Insatisfait de cette réponse, le juge Discepola, qui compte 17 ans d'expérience, a déposé une requête en Cour supérieure à la mi-juin. La décision du juge Gagnon constitue une «atteinte grave à son indépendance judiciaire», peut-on lire dans la requête. Le juge Discepola prétend que de passer devant un comité de sélection équivaut à remettre en cause «l'aptitude d'un juge en exercice». Cela «mine également la confiance du public en l'institution et en la procédure de sélection des membres de la magistrature», poursuit-il dans la requête.

Le juge Discepola prétend dans sa requête que son aptitude à exercer les fonctions de juge a déjà été évaluée au moment de sa nomination à la Cour municipale de Montréal en 1992. Selon son interprétation du règlement qui encadre la sélection des juges, le juge Discepola devrait être déclaré apte à occuper le poste de juge à la cour du Québec sans devoir passer devant le comité de sélection. Le processus d'évaluation du comité de sélection «n'est applicable qu'aux avocats et non pas aux juges en exercice d'une cour mentionnée (dans le règlement)», selon le juge de la cour municipale.
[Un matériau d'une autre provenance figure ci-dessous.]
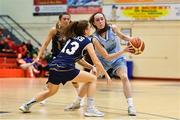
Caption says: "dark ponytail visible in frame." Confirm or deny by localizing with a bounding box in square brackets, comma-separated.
[64, 20, 89, 39]
[89, 12, 110, 35]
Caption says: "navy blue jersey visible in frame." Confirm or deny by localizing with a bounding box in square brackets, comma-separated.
[50, 36, 91, 68]
[51, 31, 66, 57]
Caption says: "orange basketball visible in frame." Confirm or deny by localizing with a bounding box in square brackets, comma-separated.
[128, 37, 145, 55]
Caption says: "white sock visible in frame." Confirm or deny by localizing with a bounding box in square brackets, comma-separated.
[76, 96, 82, 102]
[87, 97, 94, 108]
[26, 98, 37, 106]
[127, 97, 134, 107]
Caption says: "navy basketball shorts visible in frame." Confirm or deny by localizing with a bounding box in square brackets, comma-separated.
[48, 69, 80, 85]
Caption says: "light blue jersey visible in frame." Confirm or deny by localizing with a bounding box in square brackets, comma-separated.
[94, 27, 126, 72]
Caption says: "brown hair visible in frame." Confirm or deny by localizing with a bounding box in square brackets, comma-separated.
[89, 12, 110, 34]
[56, 12, 71, 32]
[64, 20, 89, 39]
[59, 12, 71, 20]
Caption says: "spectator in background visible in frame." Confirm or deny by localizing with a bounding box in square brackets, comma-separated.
[17, 42, 28, 58]
[26, 40, 34, 53]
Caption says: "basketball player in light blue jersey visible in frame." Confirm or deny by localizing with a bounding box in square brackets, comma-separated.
[67, 12, 136, 116]
[89, 12, 136, 116]
[19, 20, 111, 117]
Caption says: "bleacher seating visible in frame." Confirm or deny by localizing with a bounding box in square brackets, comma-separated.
[0, 53, 26, 77]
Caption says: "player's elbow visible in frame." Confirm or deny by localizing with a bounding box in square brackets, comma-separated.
[104, 55, 111, 61]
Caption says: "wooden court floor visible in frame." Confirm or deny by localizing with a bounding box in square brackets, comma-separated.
[0, 78, 180, 120]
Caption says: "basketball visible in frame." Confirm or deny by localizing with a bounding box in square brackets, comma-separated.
[128, 37, 145, 55]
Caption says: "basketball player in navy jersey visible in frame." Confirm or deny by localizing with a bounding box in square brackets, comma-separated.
[19, 20, 111, 117]
[35, 12, 79, 104]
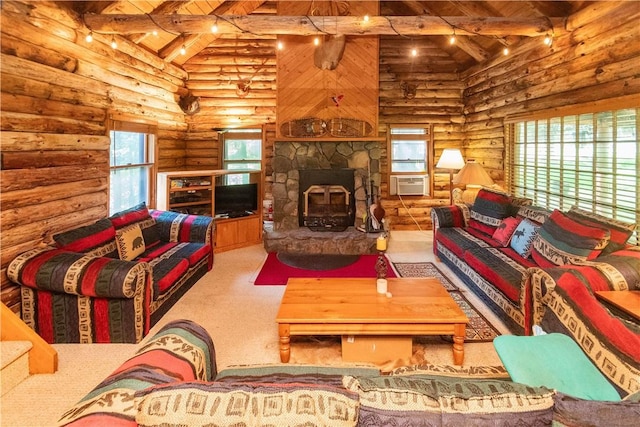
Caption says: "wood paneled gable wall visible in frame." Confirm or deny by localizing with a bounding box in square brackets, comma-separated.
[0, 1, 640, 312]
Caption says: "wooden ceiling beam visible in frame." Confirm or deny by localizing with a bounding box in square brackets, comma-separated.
[405, 1, 490, 62]
[165, 0, 264, 64]
[84, 14, 562, 37]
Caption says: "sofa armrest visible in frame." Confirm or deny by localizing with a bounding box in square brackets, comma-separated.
[7, 248, 151, 299]
[149, 209, 215, 248]
[521, 249, 640, 332]
[58, 320, 217, 427]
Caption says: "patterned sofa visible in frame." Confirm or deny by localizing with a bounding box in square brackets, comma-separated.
[432, 189, 640, 393]
[7, 203, 214, 343]
[59, 320, 640, 427]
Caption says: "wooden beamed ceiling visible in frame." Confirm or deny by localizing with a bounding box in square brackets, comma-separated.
[67, 0, 598, 72]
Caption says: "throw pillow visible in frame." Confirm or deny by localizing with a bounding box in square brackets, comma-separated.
[116, 224, 146, 261]
[492, 216, 520, 248]
[136, 381, 359, 427]
[567, 205, 636, 255]
[553, 392, 640, 427]
[531, 209, 611, 267]
[53, 218, 118, 258]
[516, 205, 552, 225]
[509, 219, 540, 258]
[469, 188, 511, 236]
[109, 202, 160, 248]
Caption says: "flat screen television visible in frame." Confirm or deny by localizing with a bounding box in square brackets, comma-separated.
[214, 184, 258, 217]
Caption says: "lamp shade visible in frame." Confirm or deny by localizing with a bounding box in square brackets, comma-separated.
[453, 159, 493, 186]
[436, 148, 464, 169]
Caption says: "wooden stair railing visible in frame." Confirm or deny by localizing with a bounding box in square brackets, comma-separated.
[0, 303, 58, 374]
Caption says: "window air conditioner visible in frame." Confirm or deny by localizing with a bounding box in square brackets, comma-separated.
[389, 175, 429, 196]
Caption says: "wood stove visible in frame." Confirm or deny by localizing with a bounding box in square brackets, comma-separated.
[303, 185, 351, 231]
[298, 169, 355, 231]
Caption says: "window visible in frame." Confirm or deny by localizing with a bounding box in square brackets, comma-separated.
[109, 120, 157, 215]
[508, 108, 640, 243]
[389, 126, 431, 174]
[222, 129, 262, 184]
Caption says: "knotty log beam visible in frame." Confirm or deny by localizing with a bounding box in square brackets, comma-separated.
[83, 14, 563, 37]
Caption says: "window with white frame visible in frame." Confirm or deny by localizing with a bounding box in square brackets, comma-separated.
[389, 125, 431, 175]
[222, 129, 262, 184]
[109, 120, 157, 215]
[507, 108, 640, 244]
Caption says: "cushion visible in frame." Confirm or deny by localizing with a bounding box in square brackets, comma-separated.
[531, 209, 610, 267]
[116, 224, 145, 261]
[516, 205, 552, 225]
[53, 218, 118, 258]
[509, 219, 540, 258]
[216, 364, 380, 387]
[493, 333, 620, 401]
[553, 393, 640, 427]
[469, 188, 511, 236]
[136, 381, 359, 427]
[109, 202, 160, 247]
[344, 375, 553, 426]
[491, 216, 521, 248]
[567, 205, 636, 255]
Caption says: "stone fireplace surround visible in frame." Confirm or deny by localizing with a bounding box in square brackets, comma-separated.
[264, 141, 381, 254]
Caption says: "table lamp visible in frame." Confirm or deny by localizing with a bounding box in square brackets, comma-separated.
[436, 148, 464, 203]
[453, 159, 494, 203]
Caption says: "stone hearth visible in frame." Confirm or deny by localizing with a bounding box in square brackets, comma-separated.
[264, 141, 381, 254]
[264, 227, 378, 255]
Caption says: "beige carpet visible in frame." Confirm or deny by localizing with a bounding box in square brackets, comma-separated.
[0, 231, 508, 427]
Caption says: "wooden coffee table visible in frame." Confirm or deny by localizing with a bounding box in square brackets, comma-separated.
[276, 278, 469, 365]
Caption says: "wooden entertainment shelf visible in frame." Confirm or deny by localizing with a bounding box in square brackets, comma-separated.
[156, 169, 262, 252]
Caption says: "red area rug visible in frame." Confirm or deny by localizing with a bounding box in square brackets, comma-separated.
[254, 252, 397, 286]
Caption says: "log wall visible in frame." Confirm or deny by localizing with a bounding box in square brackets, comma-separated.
[0, 2, 188, 312]
[0, 1, 640, 311]
[461, 2, 640, 189]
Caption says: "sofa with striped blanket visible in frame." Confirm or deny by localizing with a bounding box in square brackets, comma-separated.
[58, 320, 640, 427]
[7, 203, 214, 343]
[431, 189, 640, 393]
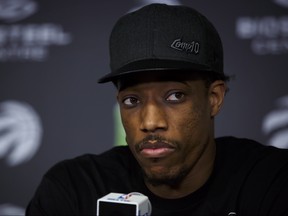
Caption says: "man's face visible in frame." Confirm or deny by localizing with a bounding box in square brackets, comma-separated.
[117, 76, 223, 184]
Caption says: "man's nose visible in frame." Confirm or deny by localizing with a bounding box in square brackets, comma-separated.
[140, 103, 168, 132]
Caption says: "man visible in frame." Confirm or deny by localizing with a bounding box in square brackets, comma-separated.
[27, 4, 288, 216]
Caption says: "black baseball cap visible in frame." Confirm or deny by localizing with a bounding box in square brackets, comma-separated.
[98, 3, 224, 83]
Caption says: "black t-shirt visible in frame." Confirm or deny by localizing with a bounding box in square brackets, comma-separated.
[26, 137, 288, 216]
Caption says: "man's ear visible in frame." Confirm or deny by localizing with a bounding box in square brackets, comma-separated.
[209, 80, 227, 117]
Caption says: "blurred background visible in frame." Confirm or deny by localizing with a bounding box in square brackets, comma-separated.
[0, 0, 288, 215]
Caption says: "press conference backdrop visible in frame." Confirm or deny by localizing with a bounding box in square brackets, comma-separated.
[0, 0, 288, 215]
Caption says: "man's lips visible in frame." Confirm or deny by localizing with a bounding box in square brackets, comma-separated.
[139, 140, 175, 158]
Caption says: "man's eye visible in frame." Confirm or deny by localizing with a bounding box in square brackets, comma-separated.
[123, 97, 139, 106]
[166, 92, 184, 102]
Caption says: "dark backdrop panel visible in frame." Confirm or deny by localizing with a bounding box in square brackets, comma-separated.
[0, 0, 288, 214]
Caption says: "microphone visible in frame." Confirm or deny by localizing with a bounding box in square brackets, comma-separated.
[97, 192, 152, 216]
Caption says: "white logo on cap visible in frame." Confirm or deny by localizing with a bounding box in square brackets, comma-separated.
[171, 39, 200, 54]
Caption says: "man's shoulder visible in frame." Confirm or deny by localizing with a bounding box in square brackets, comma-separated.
[46, 146, 135, 180]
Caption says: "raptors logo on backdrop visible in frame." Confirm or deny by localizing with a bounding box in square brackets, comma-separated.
[0, 0, 72, 62]
[235, 0, 288, 55]
[263, 95, 288, 148]
[0, 101, 42, 166]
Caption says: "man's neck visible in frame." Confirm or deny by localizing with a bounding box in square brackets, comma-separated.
[146, 142, 216, 199]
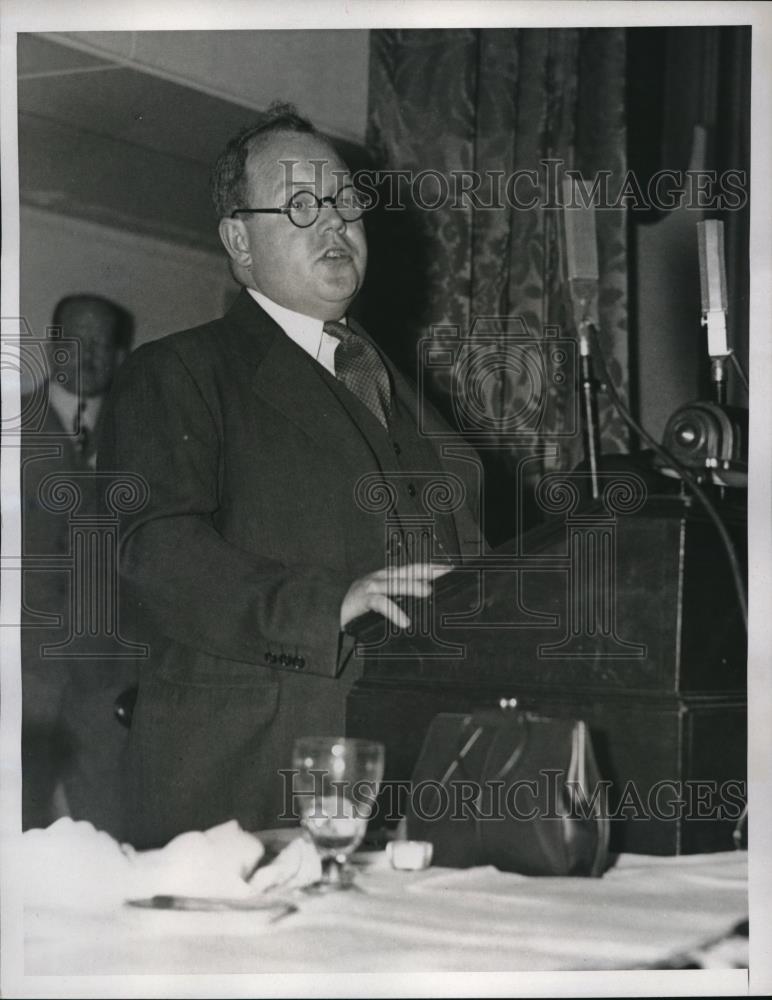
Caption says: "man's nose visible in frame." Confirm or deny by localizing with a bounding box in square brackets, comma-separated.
[319, 202, 346, 233]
Pour qu'un juge soit muté dans un autre tribunal, les juges en chef des deux cours concernées doivent transmettre un avis à cet effet à la ministre de la Justice. Le juge Gagnon a refusé de transmettre cet avis, ce qui a déplu au juge Discepola. Le juge en chef de la Cour du Québec lui a indiqué qu'il n'entendait pas favoriser la mutation des juges des cours municipales à la Cour du Québec autrement que par le processus en vigueur (comité de sélection).

En attendant que la Cour supérieure tranche, le juge Discepola demande à la ministre de la Justice et procureure générale du Québec de ne pas recommander au gouvernement la nomination des juges au poste qu'il convoite dans les trois districts ainsi que de surseoir à toute procédure pour ces nominations.

S'il obtient gain de cause, le juge Discepola ne sera pas automatiquement muté à la Cour du Québec. La procureure générale a le pouvoir discrétionnaire de nommer les juges de la Cour du Québec - ce qui n'est pas contesté ici.

Dans une lettre envoyée par huissier au juge Guy Gagnon au début du mois de juin, l'avocat du juge Discepola, Me Joël Mercier, a précisé que son client souhaitait «à tout prix» éviter la judiciarisation du dossier. «Mais qu'il ne pourra pas faire autrement si nécessaire, compte tenu de l'importance des principes en cause et notamment l'importance de sauvegarder son indépendance judiciaire», a écrit l'avocat qui a déposé la requête en Cour supérieure le 16 juin. Me Mercier n'a pas rappelé La Presse, hier.